Acredita-se pelos relatos  que tenha sido varíola ou uma doença muito parecida.
No século seguinte, em 250, iniciou-se, na Etiópia, na África uma nova pandemia. Atingiu Roma depois de passar pelo Egito, causando a maior mortalidade e devastação na cidade de Alexandria. Instalou-se no Império Romano e os relatos descrevem cinco mil mortes diárias em Roma.
Diversos fatores contribuíram para a crise do Império Romano, escassez de escravos, número crescente de invasões dos povos bárbaros. No entanto  as epidemias foram coadjuvantes no declínio deste império. Tais catástrofes infecciosas causaram, em parte, a diminuição populacional em toda a Europa entre os séculos III e IV - estima-se de setenta milhões para trinta milhões de habitantes.
Século III d.C., na tentativa de salvar o Império Romano, este foi dividido em dois: o do Ocidente e o do Oriente, este denominado Império Bizantino cuja capital era Constantinopla .
No século VI d.C. o Império Bizantino estava em seu resplendor na época do Imperador Justiniano. Justiniano dedicou-se a tentativa de reconstruir o Império Romano  e empenhou-se na reconquista do Ocidente, mas seu sucesso foi efêmero.
Naquele período Constantinopla desenvolvia e crescia; as embarcações mediterrâneas agora convergia pra lá. Do Egito chegavam embarcações carregadas de trigo, seda e especiarias, navios procedentes da Índia , berço de várias epidemias. Essa rota provavelmente transportou ratos infectados. Os ratos levaram pulgas e a bactéria Yersínia pestis, causadora da peste bubônica.
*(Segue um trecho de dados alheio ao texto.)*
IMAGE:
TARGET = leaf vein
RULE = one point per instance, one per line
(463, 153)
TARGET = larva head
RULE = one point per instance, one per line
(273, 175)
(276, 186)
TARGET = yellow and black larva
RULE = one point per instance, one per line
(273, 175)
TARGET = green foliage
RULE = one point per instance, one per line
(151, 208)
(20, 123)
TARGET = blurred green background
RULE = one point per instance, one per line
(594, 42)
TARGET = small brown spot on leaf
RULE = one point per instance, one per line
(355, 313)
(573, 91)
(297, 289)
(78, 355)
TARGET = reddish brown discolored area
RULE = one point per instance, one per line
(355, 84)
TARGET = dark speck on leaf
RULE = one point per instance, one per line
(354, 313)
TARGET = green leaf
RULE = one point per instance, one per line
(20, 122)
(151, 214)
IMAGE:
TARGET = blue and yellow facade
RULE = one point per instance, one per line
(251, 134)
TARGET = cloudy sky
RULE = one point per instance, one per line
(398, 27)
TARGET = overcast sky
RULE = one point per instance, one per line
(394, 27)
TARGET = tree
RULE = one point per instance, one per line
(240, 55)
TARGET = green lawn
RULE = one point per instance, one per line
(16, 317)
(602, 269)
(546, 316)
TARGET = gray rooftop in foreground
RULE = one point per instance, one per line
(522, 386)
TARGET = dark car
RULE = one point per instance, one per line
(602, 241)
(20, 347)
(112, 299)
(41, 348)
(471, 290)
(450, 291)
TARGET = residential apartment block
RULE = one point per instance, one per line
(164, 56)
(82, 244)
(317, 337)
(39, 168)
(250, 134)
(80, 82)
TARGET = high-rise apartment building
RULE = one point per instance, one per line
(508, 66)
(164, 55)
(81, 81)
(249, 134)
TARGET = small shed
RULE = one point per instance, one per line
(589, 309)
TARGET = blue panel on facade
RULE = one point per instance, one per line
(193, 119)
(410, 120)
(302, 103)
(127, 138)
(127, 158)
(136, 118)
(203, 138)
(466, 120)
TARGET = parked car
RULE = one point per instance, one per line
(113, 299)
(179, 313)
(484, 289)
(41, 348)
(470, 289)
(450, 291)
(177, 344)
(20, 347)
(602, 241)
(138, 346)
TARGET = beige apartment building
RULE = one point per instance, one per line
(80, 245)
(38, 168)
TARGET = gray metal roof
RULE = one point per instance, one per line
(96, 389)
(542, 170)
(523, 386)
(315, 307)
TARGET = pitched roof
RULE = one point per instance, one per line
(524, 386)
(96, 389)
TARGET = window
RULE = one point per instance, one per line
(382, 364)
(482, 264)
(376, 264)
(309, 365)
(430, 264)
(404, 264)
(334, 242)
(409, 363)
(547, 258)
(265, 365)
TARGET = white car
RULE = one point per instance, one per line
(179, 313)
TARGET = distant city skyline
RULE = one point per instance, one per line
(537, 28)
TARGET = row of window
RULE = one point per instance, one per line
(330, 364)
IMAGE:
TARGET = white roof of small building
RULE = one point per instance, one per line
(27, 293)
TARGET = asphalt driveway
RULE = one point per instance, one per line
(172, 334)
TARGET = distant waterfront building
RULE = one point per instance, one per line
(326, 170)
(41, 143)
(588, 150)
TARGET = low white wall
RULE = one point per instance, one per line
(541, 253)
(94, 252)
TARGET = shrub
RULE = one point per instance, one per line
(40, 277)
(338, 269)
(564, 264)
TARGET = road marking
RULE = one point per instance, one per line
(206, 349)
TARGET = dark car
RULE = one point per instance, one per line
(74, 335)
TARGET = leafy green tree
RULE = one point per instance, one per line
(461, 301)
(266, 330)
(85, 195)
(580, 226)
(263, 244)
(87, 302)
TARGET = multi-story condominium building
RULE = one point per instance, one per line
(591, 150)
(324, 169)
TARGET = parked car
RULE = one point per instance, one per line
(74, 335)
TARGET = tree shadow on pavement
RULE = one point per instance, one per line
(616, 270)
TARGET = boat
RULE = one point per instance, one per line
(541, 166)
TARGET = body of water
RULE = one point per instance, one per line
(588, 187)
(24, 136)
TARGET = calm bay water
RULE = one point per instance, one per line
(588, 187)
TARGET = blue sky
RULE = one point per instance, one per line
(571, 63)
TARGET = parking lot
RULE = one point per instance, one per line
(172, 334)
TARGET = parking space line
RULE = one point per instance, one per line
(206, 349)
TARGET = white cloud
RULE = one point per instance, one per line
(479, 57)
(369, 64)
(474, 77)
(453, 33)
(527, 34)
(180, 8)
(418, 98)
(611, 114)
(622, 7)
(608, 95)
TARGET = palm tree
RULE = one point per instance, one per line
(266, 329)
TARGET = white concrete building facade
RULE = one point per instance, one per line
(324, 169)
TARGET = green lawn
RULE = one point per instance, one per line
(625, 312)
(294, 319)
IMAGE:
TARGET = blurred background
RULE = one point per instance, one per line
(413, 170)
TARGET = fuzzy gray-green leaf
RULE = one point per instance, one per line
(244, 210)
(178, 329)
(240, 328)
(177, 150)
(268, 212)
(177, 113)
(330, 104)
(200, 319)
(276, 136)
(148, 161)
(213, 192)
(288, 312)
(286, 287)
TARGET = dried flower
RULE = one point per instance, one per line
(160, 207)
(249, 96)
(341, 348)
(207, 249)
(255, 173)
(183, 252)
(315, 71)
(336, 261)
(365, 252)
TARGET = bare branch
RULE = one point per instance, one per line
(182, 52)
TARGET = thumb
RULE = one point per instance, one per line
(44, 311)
Em 542, iniciou-se a pandemia da peste muito bem descrita pelo historiador Procópio; apresentava como quadro clínico um estado febril acompanhado de tumorações na virilha, axila ou embaixo da orelha. Se houvesse ruptura dessas tumorações com supuração, o paciente tinha chance de cura, caso contrário, apresentaria piora clínica no quinto dia , com letargia, delírio, vômito sanguinolento e morte. A disseminação da peste bubônica também foi favorecida pela eliminação da bactéria na tosse dos doentes quanto o acometimento era pulmonar.
Durante 4 meses morriam por dia cinco a dez mil pessoas, no primeiro ano acredita-se que tenha morrido trezentas mil. As pessoas trancavam-se em casa com receio que fluidos  sobrenaturais causadores da peste entrassem em suas casas quando estivessem dormindo. Várias cidades ficaram desabitadas em razão da morte de toda população.
Foi uma das epidemias mais devastadores naquela época, e não se sabe por que desapareceu da Europa depois disso. Quando retornou em 1347, mostrou que continuava sendo a epidemia mais temível.